Here is the best part about a carbon tax. To protect American businesses from being undercut by foreign corporations (much like what happened to American solar manufacturer Solyndra when China dumped a large amount of heavily-subsidized solar panels on our market), we can tax imports from countries that do not a have a price on carbon emissions.
These countries would be forced to pay border penalties to the United States to retain access to lucrative American markets. The only way for the countries to avoid these penalties would be for those countries to also put a price on carbon.
Experts say this would not violate any current trade agreements “provided that policymakers carefully design a [carbon] tax, keeping in mind the basic requirements of the World Trade Organization not to discriminate in favor of domestic producers or to favor imports from certain countries over others… the threat of World Trade Organization challenges should not present a barrier to policymakers wishing to adopt a carbon tax system now.”

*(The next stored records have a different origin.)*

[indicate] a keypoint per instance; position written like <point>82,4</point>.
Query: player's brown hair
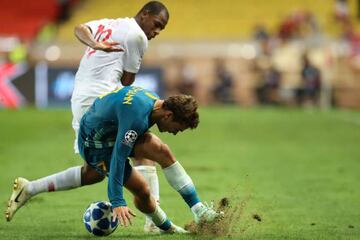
<point>184,108</point>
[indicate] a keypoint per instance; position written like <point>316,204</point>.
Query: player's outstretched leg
<point>68,179</point>
<point>143,200</point>
<point>18,198</point>
<point>151,147</point>
<point>148,171</point>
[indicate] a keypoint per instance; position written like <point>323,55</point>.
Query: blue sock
<point>189,194</point>
<point>165,226</point>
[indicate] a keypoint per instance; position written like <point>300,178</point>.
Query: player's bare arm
<point>84,34</point>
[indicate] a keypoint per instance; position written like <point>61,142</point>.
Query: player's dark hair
<point>184,108</point>
<point>154,8</point>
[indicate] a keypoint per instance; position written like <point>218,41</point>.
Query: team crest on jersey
<point>130,138</point>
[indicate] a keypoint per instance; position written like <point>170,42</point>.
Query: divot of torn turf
<point>224,226</point>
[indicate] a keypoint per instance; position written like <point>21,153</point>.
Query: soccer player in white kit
<point>112,59</point>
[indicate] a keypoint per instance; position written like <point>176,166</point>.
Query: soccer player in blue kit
<point>115,128</point>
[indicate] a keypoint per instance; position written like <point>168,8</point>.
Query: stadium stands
<point>207,19</point>
<point>25,18</point>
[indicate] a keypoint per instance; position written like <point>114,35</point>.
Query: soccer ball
<point>98,219</point>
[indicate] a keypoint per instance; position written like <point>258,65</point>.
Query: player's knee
<point>90,176</point>
<point>144,193</point>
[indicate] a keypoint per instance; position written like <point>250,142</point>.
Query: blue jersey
<point>111,126</point>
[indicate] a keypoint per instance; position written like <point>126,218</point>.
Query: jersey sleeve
<point>136,46</point>
<point>125,140</point>
<point>94,25</point>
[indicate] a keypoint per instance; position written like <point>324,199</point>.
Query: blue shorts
<point>100,159</point>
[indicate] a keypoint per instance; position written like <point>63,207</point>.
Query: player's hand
<point>124,214</point>
<point>108,47</point>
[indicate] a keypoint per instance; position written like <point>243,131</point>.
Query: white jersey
<point>100,72</point>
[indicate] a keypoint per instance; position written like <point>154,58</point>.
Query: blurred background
<point>298,53</point>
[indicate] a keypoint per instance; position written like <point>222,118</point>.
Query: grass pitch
<point>296,174</point>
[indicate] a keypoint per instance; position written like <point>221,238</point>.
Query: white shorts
<point>78,110</point>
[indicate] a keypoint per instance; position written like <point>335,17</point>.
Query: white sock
<point>68,179</point>
<point>151,177</point>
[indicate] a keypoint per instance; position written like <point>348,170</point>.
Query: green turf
<point>299,170</point>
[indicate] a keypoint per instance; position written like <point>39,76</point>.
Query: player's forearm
<point>83,33</point>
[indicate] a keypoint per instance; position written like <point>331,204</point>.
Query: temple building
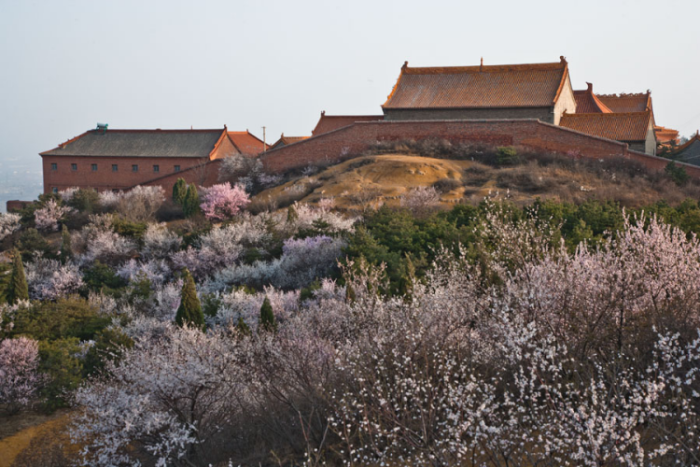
<point>689,151</point>
<point>106,159</point>
<point>287,140</point>
<point>634,128</point>
<point>328,123</point>
<point>535,91</point>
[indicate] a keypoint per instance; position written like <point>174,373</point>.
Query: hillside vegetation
<point>470,175</point>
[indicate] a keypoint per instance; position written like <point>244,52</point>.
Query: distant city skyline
<point>181,64</point>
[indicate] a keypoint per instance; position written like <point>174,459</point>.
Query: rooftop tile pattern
<point>499,86</point>
<point>631,126</point>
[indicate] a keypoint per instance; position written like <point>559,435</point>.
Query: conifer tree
<point>350,296</point>
<point>292,215</point>
<point>66,251</point>
<point>267,317</point>
<point>190,309</point>
<point>18,288</point>
<point>179,191</point>
<point>190,205</point>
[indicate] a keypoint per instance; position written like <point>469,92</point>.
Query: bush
<point>678,174</point>
<point>84,200</point>
<point>62,368</point>
<point>65,318</point>
<point>506,156</point>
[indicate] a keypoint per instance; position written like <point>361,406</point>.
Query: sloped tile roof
<point>666,135</point>
<point>246,142</point>
<point>332,122</point>
<point>500,86</point>
<point>638,102</point>
<point>141,143</point>
<point>286,140</point>
<point>631,126</point>
<point>588,103</point>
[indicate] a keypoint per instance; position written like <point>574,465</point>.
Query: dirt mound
<point>369,181</point>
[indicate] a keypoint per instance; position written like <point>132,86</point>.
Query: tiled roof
<point>141,143</point>
<point>666,135</point>
<point>632,126</point>
<point>627,102</point>
<point>500,86</point>
<point>690,151</point>
<point>246,142</point>
<point>588,103</point>
<point>285,140</point>
<point>332,122</point>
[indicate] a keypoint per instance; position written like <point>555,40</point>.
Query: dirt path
<point>18,431</point>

This is according to Jennifer Hillman, who was approved in December 2007 by the members of the World Trade Organization to serve as one of the seven members of the World Trade Organization’s appellate body, the final adjudicator of international trade disputes.
The China excuse doesn’t hold up under scrutiny and is actually a good reason for us to enact a revenue-neutral carbon tax with border tax adjustments on countries without a price on carbon.

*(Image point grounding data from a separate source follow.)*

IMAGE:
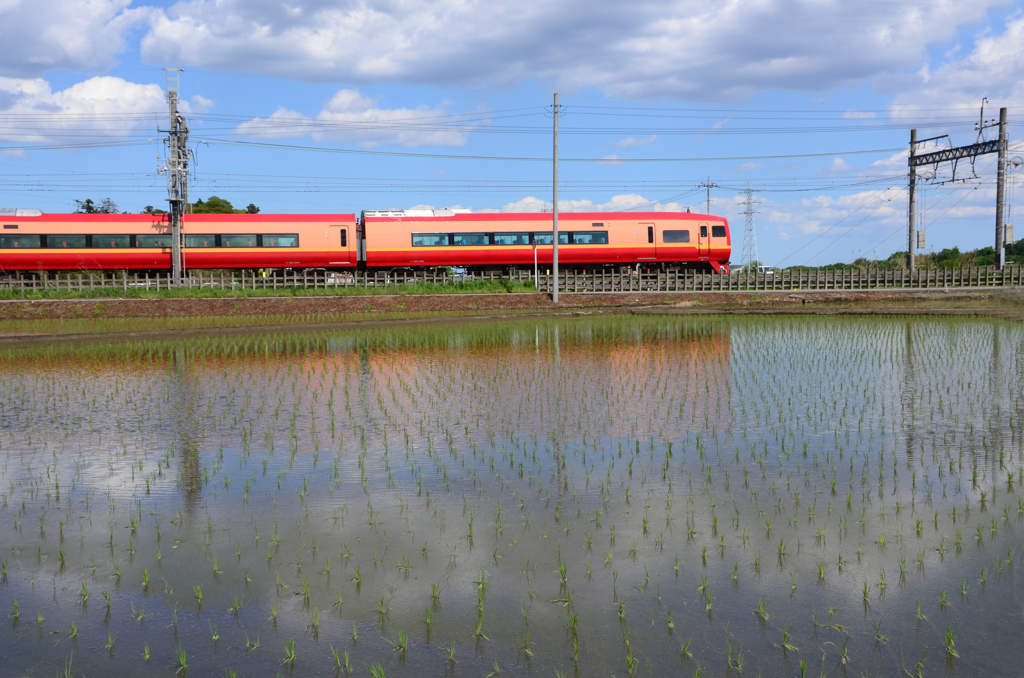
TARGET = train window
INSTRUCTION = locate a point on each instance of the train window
(239, 240)
(470, 239)
(590, 238)
(430, 240)
(545, 239)
(201, 241)
(19, 242)
(153, 241)
(511, 239)
(278, 240)
(108, 242)
(66, 242)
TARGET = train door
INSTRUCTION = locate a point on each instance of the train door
(648, 241)
(342, 240)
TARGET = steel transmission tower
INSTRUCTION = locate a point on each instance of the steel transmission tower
(176, 168)
(750, 238)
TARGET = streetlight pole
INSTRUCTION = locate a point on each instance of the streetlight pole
(554, 205)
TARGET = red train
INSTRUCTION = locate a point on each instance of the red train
(31, 241)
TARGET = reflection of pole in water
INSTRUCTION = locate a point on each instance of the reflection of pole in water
(995, 433)
(1018, 405)
(906, 398)
(186, 431)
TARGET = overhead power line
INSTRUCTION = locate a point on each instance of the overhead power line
(607, 161)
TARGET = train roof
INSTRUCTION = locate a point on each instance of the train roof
(37, 215)
(468, 215)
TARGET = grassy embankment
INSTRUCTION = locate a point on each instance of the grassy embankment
(472, 287)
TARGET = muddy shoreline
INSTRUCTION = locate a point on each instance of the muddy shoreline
(1007, 304)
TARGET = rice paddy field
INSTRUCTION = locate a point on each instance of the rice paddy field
(627, 496)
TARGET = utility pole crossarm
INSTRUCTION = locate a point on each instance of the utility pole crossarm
(958, 153)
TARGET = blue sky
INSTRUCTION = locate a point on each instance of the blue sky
(444, 102)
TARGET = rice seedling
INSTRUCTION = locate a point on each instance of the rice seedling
(950, 645)
(289, 651)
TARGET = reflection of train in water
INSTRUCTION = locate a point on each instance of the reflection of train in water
(380, 240)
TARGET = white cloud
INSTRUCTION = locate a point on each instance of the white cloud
(992, 69)
(617, 203)
(351, 117)
(76, 35)
(687, 48)
(631, 141)
(97, 107)
(610, 159)
(839, 166)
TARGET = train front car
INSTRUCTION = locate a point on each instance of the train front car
(31, 241)
(424, 239)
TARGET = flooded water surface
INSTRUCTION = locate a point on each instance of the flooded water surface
(615, 496)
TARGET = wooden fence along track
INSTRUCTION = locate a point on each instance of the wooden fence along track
(569, 282)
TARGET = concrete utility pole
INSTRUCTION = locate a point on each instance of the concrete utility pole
(709, 185)
(911, 201)
(750, 237)
(554, 204)
(176, 169)
(1000, 183)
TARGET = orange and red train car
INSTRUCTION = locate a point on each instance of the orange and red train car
(31, 241)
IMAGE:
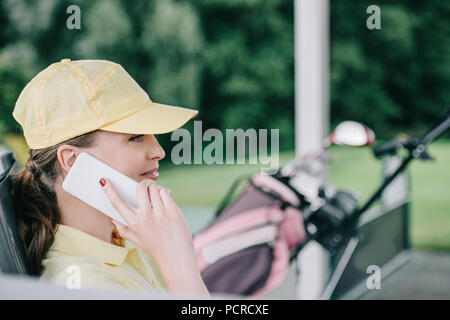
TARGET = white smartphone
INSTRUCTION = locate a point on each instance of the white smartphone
(82, 182)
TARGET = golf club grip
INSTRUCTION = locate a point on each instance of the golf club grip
(388, 147)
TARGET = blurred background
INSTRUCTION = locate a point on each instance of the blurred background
(234, 61)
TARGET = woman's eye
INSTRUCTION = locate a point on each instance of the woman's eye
(136, 137)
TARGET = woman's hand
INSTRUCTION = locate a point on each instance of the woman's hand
(159, 228)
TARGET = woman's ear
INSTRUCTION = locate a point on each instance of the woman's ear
(67, 155)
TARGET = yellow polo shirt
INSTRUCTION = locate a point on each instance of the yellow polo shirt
(77, 260)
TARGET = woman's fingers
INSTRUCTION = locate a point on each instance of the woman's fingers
(155, 198)
(166, 197)
(143, 195)
(124, 232)
(122, 207)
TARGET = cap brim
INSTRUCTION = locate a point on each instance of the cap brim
(155, 118)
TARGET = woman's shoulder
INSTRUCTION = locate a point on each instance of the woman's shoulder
(75, 272)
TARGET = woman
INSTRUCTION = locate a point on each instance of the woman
(95, 106)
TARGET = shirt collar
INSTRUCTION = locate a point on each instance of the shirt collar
(79, 243)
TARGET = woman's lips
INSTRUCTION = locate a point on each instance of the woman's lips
(152, 174)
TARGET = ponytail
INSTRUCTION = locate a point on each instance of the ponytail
(35, 201)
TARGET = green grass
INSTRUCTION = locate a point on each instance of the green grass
(352, 168)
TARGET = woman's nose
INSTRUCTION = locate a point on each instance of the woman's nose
(156, 151)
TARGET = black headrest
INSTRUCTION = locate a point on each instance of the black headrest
(12, 254)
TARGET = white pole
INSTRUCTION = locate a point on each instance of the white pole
(311, 118)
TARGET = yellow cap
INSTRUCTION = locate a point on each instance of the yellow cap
(70, 98)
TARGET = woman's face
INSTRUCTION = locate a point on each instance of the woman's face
(131, 154)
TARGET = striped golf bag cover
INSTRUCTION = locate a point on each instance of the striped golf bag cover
(245, 250)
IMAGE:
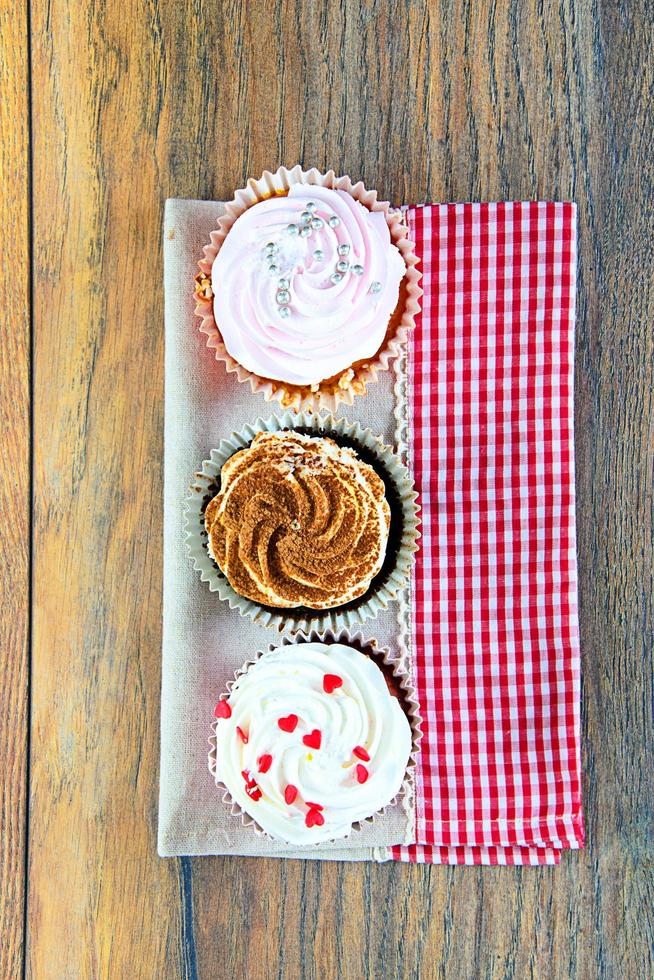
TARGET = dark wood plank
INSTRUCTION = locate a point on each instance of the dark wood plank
(14, 476)
(100, 901)
(446, 101)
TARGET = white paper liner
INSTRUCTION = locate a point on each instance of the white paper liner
(409, 698)
(353, 382)
(206, 484)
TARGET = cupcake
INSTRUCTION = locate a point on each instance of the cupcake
(303, 522)
(307, 288)
(298, 521)
(310, 741)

With carbon dioxide levels going in the wrong direction, Congress can take a leadership role in addressing climate change by passing a revenue-neutral carbon tax.
If we do this smartly, we can put the power of the free-market to work to grow our economy while cleaning up our air and water and preserving a relatively stable climate for future generations.
As Hansen and the 17 other climate experts conclude in their study, “Our parent’s generation did not know that their energy use would harm future generations and other life on the planet. If we do not change our course, we can only pretend that we did not know.”
Jon Clark is Mid-Atlantic regional coordinator for Citizens Climate Lobby.